Unfortunately for health professionals in all disciplines and practice settings, a malpractice action can be commenced any time a patient or client suffers harm as a result of what the patient or their representatives perceive as a failure on the part of the professional. While cases are often brought following a bad outcome, a malpractice action will not succeed unless the plaintiff can establish that the health professional has breached the standard of care and that this breach caused the damage that the patient or client suffered. The plaintiff will almost always require expert evidence to prove that the professional’s conduct breached the applicable standard of care. Where a plaintiff fails to provide an expert report supporting his or her allegations of negligence, the defendant health professional can seek to have the claim dismissed through a motion for summary judgment, on the basis that there is no genuine issue requiring a trial.
Historically, there was a line of cases which provided that where a plaintiff fails to produce an expert report establishing that the defendant health professional breached the applicable standard of care, the defendant will succeed on a motion for summary judgment simply by arguing that there is no evidence in support of the plaintiff’s claim. However, a recent case of the Ontario Court of Appeal, Sanzone v. Schechter, 2016 ONCA 566 suggests that summary judgment will not necessarily be granted in these circumstances, particularly where the plaintiff is self-represented and the defendant fails to produce his or her own expert evidence.

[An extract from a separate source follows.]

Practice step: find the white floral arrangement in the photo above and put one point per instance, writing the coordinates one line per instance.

In October 2011, the plaintiff commenced a malpractice lawsuit against two dentists (the defendants) regarding a dental surgery that was carried out in 2009. The plaintiff, who was self-represented for most of the proceeding, claimed that her ability to eat solid foods was critically diminished as a result of the defendants’ negligence in recommending the surgery that was performed.
Although the plaintiff had been ordered to set the matter down for trial by the end of 2014, she failed to do so. Approximately two months later, the defendants advised the plaintiff that they would be bringing a summary judgment motion to have the lawsuit dismissed if she failed to provide an expert’s report regarding the allegations of professional negligence.